The expressway hummed back.
He shifted. The nylon bag felt disproportionately heavy for two scraps of paper. He told himself it was just damp, not trying to get his attention. He tore himself away. If he didn’t hurry, kids who couldn’t stand the heat would start showing up. And he wanted to be alone with Mira’s words when he found them.
Ben switched to a jog. If Mira was watching from heaven, he wanted her to see him running, with purpose, to make things right for her memory. His feet had gone numb riding, and it felt good when his sneakers touched the ground. He allowed himself to imagine he was running through these same woods centuries ago, living peacefully on top of five acres of rock, before a steel company machine-blasted a crater into it and the crater filled with rain and bodies and rusted things. He tired of jogging and took long strides over rock and patches of rough vegetation. Brambles scraped his calves and branches blocked his path. He didn’t remember the path being so tough to pass. Maybe the flow of kids had slowed since the accident, and nature crowded in. He shook the idea off. It had been little more than a week, and quarry kids weren’t the scared type. You don’t jump a hundred feet off a ledge or watch other kids doing it if you don’t have some balls. Besides, the quarry was a grave before Francesca and Mira fell. Half the time, when they were looking for one body, they found another, sometimes from decades earlier.
Ben came to the clearing and froze. He knew the quarry held majesty for blue-collar kids who hadn’t seen the world’s wonders beyond the Internet. For Ben, it had a different aura, the sense that the whole place was alive, rank and pulsing, and the quarry kids were trapped in it, like in movies where the characters got shrunk and injected into the vena cava, or the throat, or tumbled along arterial walls.
Today was entirely different. He had never seen the quarry still. No bodies on the ledges, slick from sunblock, playlists belting the same overlapping songs, a scene at once fun and grotesque. This was closer to what Mira must have seen that night. Underneath the morning mist, the water was silver instead of its usual iridescent patina. Ben’s mother had warned him that decades earlier, Bismuth Steel Company had pumped hundreds of gallons of poisonous pickle liquor—waste left over from cleaning metals—into the quarry. If his mother knew Ben swam in the quarry she would have grounded him, and, possibly, called a Realtor to put their little cape on the market. She had been looking for such an excuse. The real danger wasn’t poison, but the objects underneath: boulders, old refrigerators, cranes left to rot. High dives had become competitions. That the water was contaminated amped the X factor, but it wasn’t something kids talked about.

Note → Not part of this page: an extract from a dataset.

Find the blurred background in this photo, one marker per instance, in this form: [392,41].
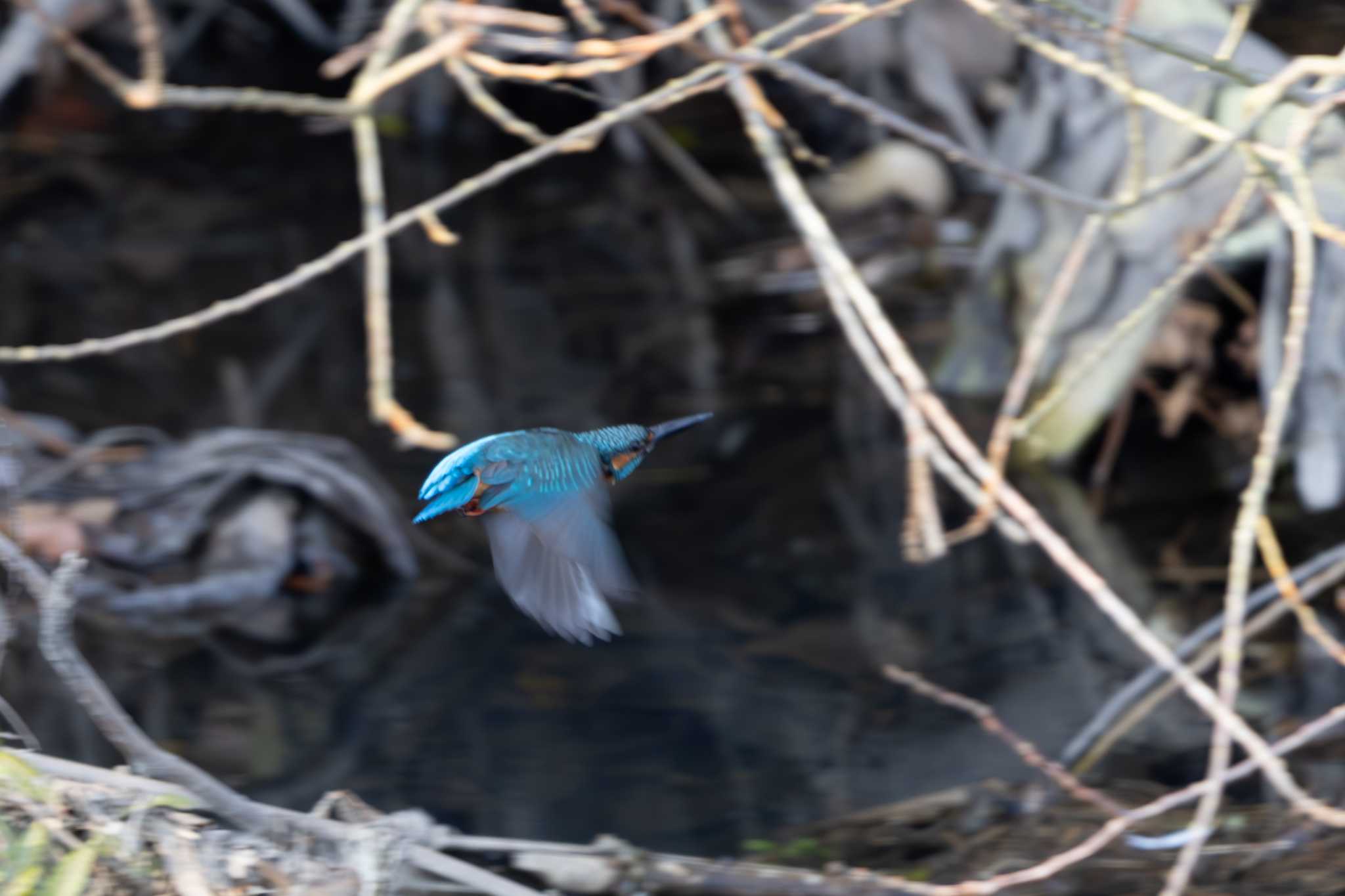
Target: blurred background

There would be no diving today. Ben was on a mission.
He used his hands to lower himself down to the altar rock. The pack on his back swung as he climbed. The altar rock was the flattest, best ledge, left empty for the Cillos every day of the summer, and the site of a growing memorial: two stuffed bears, wilted carnations in a plastic cone, a ceramic cross, old ballet slippers, a bottle of Panama Jack suntan lotion, and a plush angel with a halo made of gold pipe cleaner.
Ben looked down into the water. The high-speed ride and hike had left him shredded. Vertigo slammed him, a shift deep in his ear that made the painted quarry walls take on funhouse angles. His eyes fuzzed over, and he backed away from the tip, dropping to his knees and easing himself to the ground. Already, the sun was fierce and open, same as that day when Ben had touched Mira for the second time.